Excess mortality and residual disability are common after hip fracture. Twelve months of high-intensity weight-lifting exercise and targeted multidisciplinary interventions will result in lower mortality, nursing home admissions, and disability compared with usual care after hip fracture. Randomized, controlled, parallel-group superiority study. Outpatient clinic Patients (n = 124) admitted to public hospital for surgical repair of hip fracture between 2003 and 2007. Twelve months of geriatrician-supervised high-intensity weight-lifting exercise and targeted treatment of balance, osteoporosis, nutrition, vitamin D/calcium, depression, cognition, vision, home safety, polypharmacy, hip protectors, self-efficacy, and social support. Functional independence: mortality, nursing home admissions, basic and instrumental activities of daily living (ADLs/IADLs), and assistive device utilization.

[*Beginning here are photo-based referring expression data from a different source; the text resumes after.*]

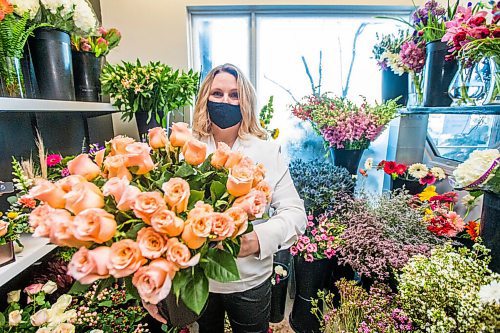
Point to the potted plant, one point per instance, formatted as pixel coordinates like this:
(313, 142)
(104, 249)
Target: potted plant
(88, 60)
(148, 92)
(347, 128)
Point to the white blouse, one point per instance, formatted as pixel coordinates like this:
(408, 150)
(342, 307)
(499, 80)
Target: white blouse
(288, 218)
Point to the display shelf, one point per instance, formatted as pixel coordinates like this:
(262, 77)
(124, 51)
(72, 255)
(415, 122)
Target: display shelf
(34, 249)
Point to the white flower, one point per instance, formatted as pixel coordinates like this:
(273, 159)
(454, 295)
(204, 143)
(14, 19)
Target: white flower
(438, 173)
(490, 293)
(418, 170)
(13, 296)
(368, 163)
(475, 166)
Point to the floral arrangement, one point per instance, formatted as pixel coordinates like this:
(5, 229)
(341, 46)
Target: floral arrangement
(142, 213)
(320, 239)
(155, 88)
(449, 289)
(342, 123)
(360, 311)
(38, 315)
(320, 184)
(100, 43)
(479, 172)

Risk of death was reduced by 81% (age-adjusted OR [95% CI] = 0.19 [0.04-0.91]; P < .04) in the HIPFIT group (n = 4) compared with usual care controls (n = 8). Nursing home admissions were reduced by 84% (age-adjusted OR [95% CI] = 0.16 [0.04-0.64]; P < .01) in the experimental group (n = 5) compared with controls (n = 12). Basic ADLs declined less (P < .0001) and assistive device use was significantly lower at 12 months (P = .02) in the intervention group compared with controls. The targeted improvements in upper body strength, nutrition, depressive symptoms, vision, balance, cognition, self-efficacy, and habitual activity level were all related to ADL improvements (P < .0001-.02), and improvements in basic ADLs, vision, and walking endurance were associated with reduced nursing home use (P < .0001-.05). The HIPFIT intervention reduced mortality, nursing home admissions, and ADL dependency compared with usual care.